Generally, TaqMan is limited to applications that involve a small number of SNPs
since optimal probes and reaction conditions must be designed for each SNP.
More recently, digital PCR has been developed and routinely used for clonal
amplification of samples in next-generation sequencing (NGS). The digital PCR procedure
was originally aimed to precisely quantify the input template rather than the
final PCR product. The very first clinical application of digital PCR was to measure
the absolute lowest number of leukemic cells in a leukemia patient with a goal to
monitor residue disease and detect recurrence in patients as early as possible (Sykes
et al. 1992). Evolution of this technology has allowed for a broad use in studying
variations in gene sequences—such as CNVs and point mutations.

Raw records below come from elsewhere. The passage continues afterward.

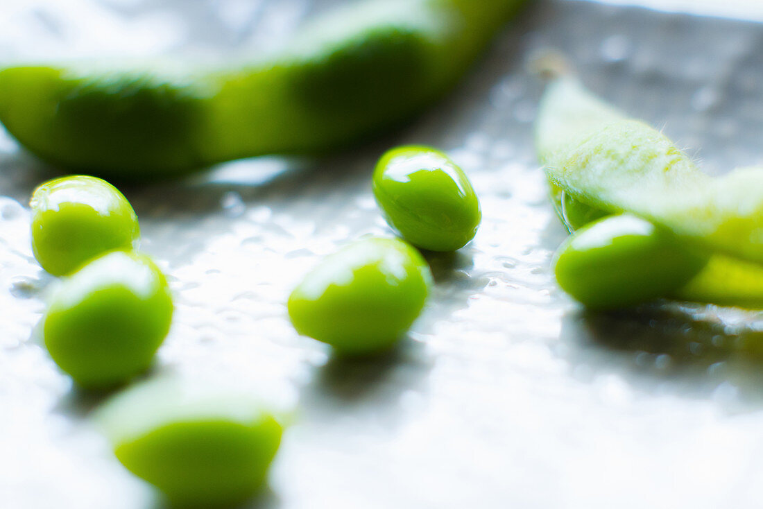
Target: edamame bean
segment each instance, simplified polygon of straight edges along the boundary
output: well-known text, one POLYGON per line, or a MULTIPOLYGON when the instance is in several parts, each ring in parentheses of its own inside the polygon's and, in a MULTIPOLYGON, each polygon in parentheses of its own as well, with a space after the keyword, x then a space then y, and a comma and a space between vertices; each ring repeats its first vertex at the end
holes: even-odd
POLYGON ((537 132, 549 179, 571 198, 631 212, 708 252, 763 263, 763 169, 710 177, 662 133, 569 78, 549 85, 537 132))
POLYGON ((588 308, 607 309, 665 297, 707 259, 669 231, 629 214, 600 219, 571 235, 554 260, 556 281, 588 308))
POLYGON ((108 387, 149 367, 172 316, 159 268, 144 255, 113 251, 61 282, 43 333, 50 356, 77 384, 108 387))
POLYGON ((654 245, 668 229, 676 234, 673 250, 688 244, 709 259, 670 296, 763 305, 763 265, 755 261, 763 239, 763 188, 756 182, 763 170, 704 176, 662 134, 629 121, 566 76, 543 97, 536 140, 555 208, 570 232, 601 216, 635 212, 662 225, 654 245))
POLYGON ((32 250, 53 275, 111 250, 130 250, 140 234, 130 202, 108 182, 86 176, 50 180, 32 195, 32 250))
POLYGON ((432 275, 414 247, 397 239, 356 242, 327 256, 295 288, 297 331, 345 355, 394 345, 421 312, 432 275))
POLYGON ((374 171, 376 202, 390 226, 413 245, 454 251, 477 233, 482 214, 466 174, 439 150, 401 147, 374 171))
POLYGON ((53 164, 121 179, 324 153, 442 96, 525 1, 353 2, 278 54, 228 69, 7 67, 0 121, 53 164))
POLYGON ((231 507, 263 485, 283 431, 241 395, 165 380, 118 395, 98 413, 120 462, 173 507, 231 507))

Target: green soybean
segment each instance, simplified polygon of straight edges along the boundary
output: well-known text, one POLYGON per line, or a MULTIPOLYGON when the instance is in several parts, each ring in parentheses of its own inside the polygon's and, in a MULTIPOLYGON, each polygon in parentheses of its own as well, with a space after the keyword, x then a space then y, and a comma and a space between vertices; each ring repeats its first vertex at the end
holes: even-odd
POLYGON ((108 182, 62 177, 32 195, 32 251, 43 269, 63 275, 111 250, 137 246, 140 229, 130 202, 108 182))
POLYGON ((174 507, 230 507, 259 490, 283 427, 250 398, 144 383, 98 413, 117 458, 174 507))
POLYGON ((536 141, 555 208, 570 232, 603 216, 633 212, 661 224, 655 234, 668 230, 676 243, 709 258, 695 277, 663 296, 763 307, 763 266, 740 259, 755 259, 759 249, 761 188, 754 181, 760 171, 710 179, 661 134, 627 120, 569 76, 547 89, 536 141))
POLYGON ((291 292, 297 331, 340 354, 394 346, 423 308, 432 275, 415 248, 397 239, 356 242, 327 256, 291 292))
POLYGON ((556 281, 588 308, 631 306, 685 284, 707 259, 669 231, 629 214, 594 221, 571 235, 554 260, 556 281))
POLYGON ((427 147, 388 151, 376 165, 372 187, 390 226, 422 249, 463 247, 482 218, 466 174, 446 154, 427 147))
POLYGON ((105 388, 149 367, 172 316, 167 282, 153 262, 113 251, 60 283, 43 333, 50 356, 78 385, 105 388))
POLYGON ((43 159, 122 179, 324 153, 443 95, 524 2, 367 0, 304 27, 278 54, 226 68, 9 66, 0 121, 43 159))
POLYGON ((708 251, 763 263, 760 169, 706 176, 662 133, 569 78, 546 92, 537 143, 549 179, 571 198, 633 213, 708 251))

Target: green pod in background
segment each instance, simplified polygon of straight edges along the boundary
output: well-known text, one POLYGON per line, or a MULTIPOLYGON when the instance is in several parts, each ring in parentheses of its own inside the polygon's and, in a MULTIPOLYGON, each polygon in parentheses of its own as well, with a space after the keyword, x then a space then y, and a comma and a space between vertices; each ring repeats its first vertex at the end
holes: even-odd
POLYGON ((366 0, 226 68, 0 69, 0 121, 65 168, 140 180, 269 153, 318 153, 451 89, 525 0, 366 0))
POLYGON ((166 279, 150 258, 112 251, 55 289, 43 318, 45 346, 79 385, 116 385, 151 365, 172 310, 166 279))
POLYGON ((140 228, 130 202, 105 180, 78 175, 32 194, 32 251, 43 269, 64 275, 112 250, 132 250, 140 228))
POLYGON ((536 130, 552 201, 569 232, 610 214, 645 217, 662 225, 648 243, 660 245, 668 230, 677 243, 671 250, 685 246, 709 260, 663 297, 763 308, 763 266, 754 261, 763 231, 755 182, 763 171, 711 179, 662 134, 627 120, 570 76, 549 85, 536 130))
POLYGON ((97 414, 117 459, 172 507, 234 507, 266 482, 283 426, 245 395, 153 381, 97 414))
POLYGON ((482 218, 466 174, 446 154, 427 147, 388 151, 376 165, 372 188, 390 226, 422 249, 463 247, 482 218))
POLYGON ((623 214, 571 235, 556 252, 554 272, 562 289, 576 301, 616 309, 669 295, 706 263, 669 231, 623 214))
POLYGON ((397 239, 353 243, 327 256, 288 299, 297 331, 340 354, 372 355, 399 341, 432 285, 426 260, 397 239))

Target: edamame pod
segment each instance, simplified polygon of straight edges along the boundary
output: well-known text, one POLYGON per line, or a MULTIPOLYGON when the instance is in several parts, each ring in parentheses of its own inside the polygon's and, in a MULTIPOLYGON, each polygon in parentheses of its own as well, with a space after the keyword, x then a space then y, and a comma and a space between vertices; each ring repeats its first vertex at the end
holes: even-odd
POLYGON ((662 133, 570 78, 546 92, 537 144, 549 179, 571 198, 633 213, 708 251, 763 263, 763 171, 706 176, 662 133))
POLYGON ((43 159, 122 179, 324 152, 446 92, 525 1, 367 0, 229 69, 7 67, 0 121, 43 159))
MULTIPOLYGON (((729 185, 740 186, 738 192, 742 192, 743 185, 729 183, 739 177, 727 176, 723 180, 726 182, 723 188, 713 190, 713 179, 700 174, 685 156, 677 150, 670 148, 666 149, 666 153, 670 153, 666 156, 675 157, 676 163, 667 165, 667 171, 662 172, 658 161, 664 160, 664 158, 645 156, 640 148, 640 144, 645 143, 642 137, 625 136, 623 132, 619 136, 613 136, 610 140, 619 147, 618 149, 610 150, 606 148, 606 144, 600 144, 598 149, 592 150, 590 153, 586 152, 587 149, 584 148, 586 143, 591 143, 591 140, 596 136, 605 138, 601 132, 615 129, 612 126, 622 126, 625 121, 623 119, 626 119, 623 114, 594 97, 571 77, 559 79, 549 86, 544 96, 536 126, 536 145, 539 157, 546 167, 549 177, 552 200, 567 229, 573 232, 591 221, 623 210, 635 212, 651 220, 652 217, 643 213, 643 209, 658 210, 662 208, 665 211, 670 210, 671 206, 680 209, 687 201, 694 200, 696 203, 693 209, 677 212, 676 217, 669 218, 670 221, 664 221, 663 224, 670 227, 676 222, 691 222, 694 214, 700 222, 707 219, 708 222, 726 222, 727 226, 731 226, 725 234, 723 228, 720 229, 710 242, 697 234, 699 228, 696 227, 691 227, 694 228, 695 233, 687 232, 687 228, 681 225, 676 228, 668 227, 674 233, 679 234, 676 237, 677 242, 691 244, 692 250, 697 253, 705 251, 710 261, 687 284, 674 288, 663 296, 723 305, 763 307, 763 266, 755 262, 745 262, 739 259, 740 256, 749 257, 745 251, 754 253, 756 249, 755 232, 759 232, 760 228, 755 224, 760 219, 756 219, 755 213, 752 211, 754 206, 751 207, 750 204, 758 199, 755 197, 761 188, 752 187, 748 190, 748 199, 737 204, 736 212, 746 218, 742 217, 740 222, 736 223, 734 219, 737 215, 735 208, 730 205, 727 205, 725 209, 719 207, 717 204, 724 198, 713 198, 713 195, 716 192, 722 192, 729 185), (626 153, 632 150, 633 160, 620 164, 623 158, 629 156, 613 156, 618 150, 626 153), (576 155, 571 159, 568 155, 573 153, 576 155), (682 169, 677 171, 676 166, 682 169), (590 187, 587 189, 590 194, 581 193, 578 188, 568 187, 565 182, 553 177, 565 174, 572 179, 573 174, 578 170, 588 174, 590 187), (629 172, 629 176, 621 179, 617 175, 620 172, 629 172), (597 178, 600 179, 600 182, 594 182, 597 178), (639 207, 627 207, 624 202, 623 207, 607 208, 606 204, 603 205, 600 198, 597 198, 597 193, 604 189, 604 194, 608 194, 607 187, 613 186, 620 195, 623 195, 630 185, 623 182, 633 184, 634 196, 629 199, 641 200, 643 203, 639 207), (687 186, 686 192, 692 195, 691 198, 682 196, 681 186, 684 183, 687 186), (661 187, 662 184, 665 184, 666 187, 661 187), (702 186, 707 187, 698 190, 698 187, 702 186), (649 194, 652 192, 653 195, 649 194), (703 204, 702 195, 708 197, 706 203, 703 204), (674 196, 675 199, 673 199, 674 196), (650 203, 650 200, 654 200, 655 203, 671 201, 674 203, 673 205, 665 203, 657 205, 650 203), (734 228, 737 227, 734 224, 741 227, 736 233, 734 228), (716 250, 717 243, 723 242, 724 237, 734 237, 737 235, 739 237, 729 245, 716 250), (739 243, 739 240, 742 242, 739 243), (745 245, 748 243, 749 245, 742 250, 738 249, 739 243, 745 245)), ((647 132, 651 128, 641 124, 639 130, 647 132)), ((656 131, 653 131, 652 135, 662 137, 656 131)), ((666 143, 664 137, 662 139, 663 144, 666 143)), ((749 169, 743 172, 755 175, 755 170, 749 169)), ((743 177, 750 178, 755 177, 743 177)), ((658 221, 655 222, 660 223, 658 221)))

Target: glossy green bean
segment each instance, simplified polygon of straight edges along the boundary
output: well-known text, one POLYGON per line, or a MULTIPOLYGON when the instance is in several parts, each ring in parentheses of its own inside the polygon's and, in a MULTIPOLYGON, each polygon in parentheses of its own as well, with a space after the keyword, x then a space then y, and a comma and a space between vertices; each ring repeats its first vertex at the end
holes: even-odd
POLYGON ((172 507, 238 507, 260 489, 283 427, 251 397, 150 382, 97 414, 120 462, 172 507))
POLYGON ((706 263, 669 231, 623 214, 590 223, 568 237, 556 252, 554 272, 575 300, 616 309, 668 295, 706 263))
POLYGON ((430 251, 455 251, 474 238, 482 213, 464 171, 428 147, 387 151, 372 188, 385 218, 404 239, 430 251))
POLYGON ((278 55, 229 69, 7 67, 0 121, 39 156, 110 178, 324 152, 443 95, 524 2, 367 0, 278 55))
POLYGON ((710 259, 685 285, 665 288, 662 296, 763 307, 763 267, 739 259, 758 256, 763 230, 755 204, 761 188, 755 181, 761 172, 713 181, 662 134, 628 121, 568 77, 549 87, 536 129, 552 200, 570 232, 610 214, 634 212, 663 225, 655 232, 668 229, 676 242, 710 259), (736 206, 731 197, 739 200, 736 206))
POLYGON ((399 341, 423 308, 429 266, 398 239, 366 239, 327 256, 295 288, 295 328, 343 355, 369 355, 399 341))
POLYGON ((45 346, 82 387, 129 380, 148 368, 164 341, 172 299, 147 256, 112 251, 64 279, 43 319, 45 346))
POLYGON ((63 275, 112 250, 137 247, 140 228, 115 187, 83 175, 54 179, 32 194, 32 251, 43 269, 63 275))

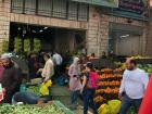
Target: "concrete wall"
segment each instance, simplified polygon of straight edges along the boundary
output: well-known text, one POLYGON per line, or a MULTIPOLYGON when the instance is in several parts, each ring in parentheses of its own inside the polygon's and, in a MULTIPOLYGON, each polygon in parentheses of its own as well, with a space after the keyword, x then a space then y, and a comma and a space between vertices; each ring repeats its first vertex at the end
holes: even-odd
POLYGON ((140 54, 145 53, 147 24, 143 21, 134 20, 132 23, 128 23, 128 18, 105 15, 98 8, 90 7, 87 35, 88 54, 94 52, 97 56, 100 56, 103 51, 107 53, 110 23, 141 27, 143 29, 143 35, 141 38, 142 51, 140 54))

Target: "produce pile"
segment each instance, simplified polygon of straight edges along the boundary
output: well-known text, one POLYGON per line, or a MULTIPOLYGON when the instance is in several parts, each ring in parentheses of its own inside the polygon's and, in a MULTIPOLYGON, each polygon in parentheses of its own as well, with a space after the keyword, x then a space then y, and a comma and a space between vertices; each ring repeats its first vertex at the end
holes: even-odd
POLYGON ((40 92, 39 92, 39 89, 40 89, 40 86, 29 86, 27 88, 27 91, 31 92, 31 93, 35 93, 37 96, 41 96, 40 92))
POLYGON ((144 64, 144 65, 138 64, 137 66, 149 74, 152 73, 152 64, 144 64))
POLYGON ((2 104, 0 114, 65 114, 54 104, 38 107, 35 105, 10 105, 2 104))
POLYGON ((118 99, 118 90, 121 86, 123 71, 119 68, 101 69, 99 75, 99 88, 96 90, 94 102, 102 104, 109 100, 118 99))

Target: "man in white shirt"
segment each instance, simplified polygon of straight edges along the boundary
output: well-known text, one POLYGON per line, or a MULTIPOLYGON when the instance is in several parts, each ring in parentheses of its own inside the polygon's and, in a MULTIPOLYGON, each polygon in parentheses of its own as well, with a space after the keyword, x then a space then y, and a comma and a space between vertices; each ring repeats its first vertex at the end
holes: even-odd
POLYGON ((54 69, 55 69, 55 77, 61 75, 61 65, 62 65, 62 56, 59 53, 54 53, 53 56, 53 62, 54 62, 54 69))
POLYGON ((119 114, 126 114, 132 105, 138 113, 147 85, 149 81, 148 74, 137 68, 136 61, 127 59, 127 69, 123 74, 123 80, 119 88, 119 98, 122 99, 122 107, 119 114), (123 97, 123 98, 122 98, 123 97))

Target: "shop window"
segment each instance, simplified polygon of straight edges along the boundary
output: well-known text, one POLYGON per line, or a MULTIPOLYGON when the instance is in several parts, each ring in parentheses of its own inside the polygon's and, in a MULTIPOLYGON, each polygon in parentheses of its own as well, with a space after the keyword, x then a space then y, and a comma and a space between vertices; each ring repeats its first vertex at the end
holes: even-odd
POLYGON ((25 0, 25 12, 26 14, 36 13, 36 0, 25 0))
POLYGON ((68 20, 77 20, 77 2, 68 2, 68 20))
POLYGON ((78 21, 87 21, 88 18, 88 5, 79 3, 78 5, 78 21))
POLYGON ((12 0, 11 11, 13 13, 23 13, 23 1, 24 0, 12 0))
POLYGON ((53 0, 53 16, 66 17, 66 0, 53 0))
POLYGON ((39 0, 38 1, 38 14, 45 15, 45 16, 51 16, 52 0, 39 0))

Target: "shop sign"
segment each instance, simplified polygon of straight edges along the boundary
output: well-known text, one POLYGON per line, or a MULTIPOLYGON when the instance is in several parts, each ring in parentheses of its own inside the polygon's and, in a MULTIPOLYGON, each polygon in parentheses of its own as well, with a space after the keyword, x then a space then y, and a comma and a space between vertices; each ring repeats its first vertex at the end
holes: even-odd
POLYGON ((118 9, 142 14, 144 3, 143 0, 119 0, 118 9))
POLYGON ((104 5, 110 8, 118 8, 118 0, 72 0, 77 2, 84 2, 94 5, 104 5))

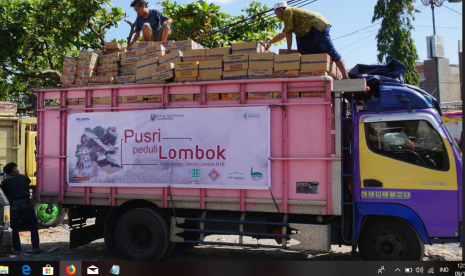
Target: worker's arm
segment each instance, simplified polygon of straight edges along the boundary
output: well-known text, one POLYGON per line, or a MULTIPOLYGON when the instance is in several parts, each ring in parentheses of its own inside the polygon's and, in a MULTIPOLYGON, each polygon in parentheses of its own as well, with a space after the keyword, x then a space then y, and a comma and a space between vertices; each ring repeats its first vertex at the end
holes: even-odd
POLYGON ((287 53, 291 53, 292 49, 292 31, 286 33, 286 41, 287 41, 287 53))
POLYGON ((139 36, 140 36, 140 31, 136 32, 136 34, 134 35, 134 38, 132 39, 131 43, 129 43, 128 48, 131 48, 132 44, 139 39, 139 36))

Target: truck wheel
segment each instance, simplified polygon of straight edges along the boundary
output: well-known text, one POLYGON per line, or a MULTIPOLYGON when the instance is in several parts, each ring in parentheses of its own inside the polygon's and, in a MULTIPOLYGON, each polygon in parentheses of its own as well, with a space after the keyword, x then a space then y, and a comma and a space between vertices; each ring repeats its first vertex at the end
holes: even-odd
POLYGON ((34 203, 39 227, 55 227, 66 215, 66 210, 59 203, 34 203))
POLYGON ((359 241, 363 260, 422 261, 423 241, 410 225, 396 219, 377 219, 365 227, 359 241))
POLYGON ((125 213, 116 225, 116 245, 131 261, 156 261, 170 246, 168 223, 156 211, 137 208, 125 213))

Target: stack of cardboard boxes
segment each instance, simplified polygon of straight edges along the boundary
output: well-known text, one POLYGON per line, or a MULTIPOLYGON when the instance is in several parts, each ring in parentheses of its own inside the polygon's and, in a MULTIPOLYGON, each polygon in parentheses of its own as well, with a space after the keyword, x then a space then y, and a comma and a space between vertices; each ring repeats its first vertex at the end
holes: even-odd
POLYGON ((77 60, 73 57, 63 59, 63 72, 61 73, 60 82, 66 85, 73 85, 77 72, 77 60))
POLYGON ((80 51, 76 63, 76 79, 74 84, 77 86, 87 86, 89 79, 96 76, 97 62, 99 55, 94 52, 80 51))

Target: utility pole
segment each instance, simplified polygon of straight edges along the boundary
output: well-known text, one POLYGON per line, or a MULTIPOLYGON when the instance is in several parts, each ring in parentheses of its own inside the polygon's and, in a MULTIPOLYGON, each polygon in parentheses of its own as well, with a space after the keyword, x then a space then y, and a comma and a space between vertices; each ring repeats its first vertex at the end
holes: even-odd
MULTIPOLYGON (((444 3, 445 0, 421 0, 423 2, 423 5, 425 6, 431 6, 431 12, 433 14, 433 35, 436 36, 436 22, 435 22, 435 19, 434 19, 434 8, 435 7, 441 7, 442 4, 444 3)), ((449 0, 449 3, 459 3, 459 2, 462 2, 462 0, 449 0)), ((440 90, 439 90, 439 58, 436 56, 436 57, 433 57, 435 60, 436 60, 436 85, 437 85, 437 92, 438 92, 438 96, 437 96, 437 100, 438 100, 438 103, 439 103, 439 106, 441 106, 441 93, 440 93, 440 90)))

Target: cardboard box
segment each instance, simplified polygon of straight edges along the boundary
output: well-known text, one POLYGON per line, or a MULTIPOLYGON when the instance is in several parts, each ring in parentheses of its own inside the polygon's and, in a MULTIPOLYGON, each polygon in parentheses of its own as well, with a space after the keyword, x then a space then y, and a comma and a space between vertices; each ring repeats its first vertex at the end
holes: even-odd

The key difference
between digital PCR and traditional PCR lies in the methods of treating the
DNA templates. Digital PCR separates each single starting DNA molecule into
distinct partitioned reactors and carries out one single reaction within each partition
individually (Kalinina et al. 1997). The localization of individual DNA molecules
in separate partitions provides an estimation of the starting molecule number
by assuming that the population follows the Poisson distribution. In other words,
each partition is assumed to contain either zero or one starting template for PCR.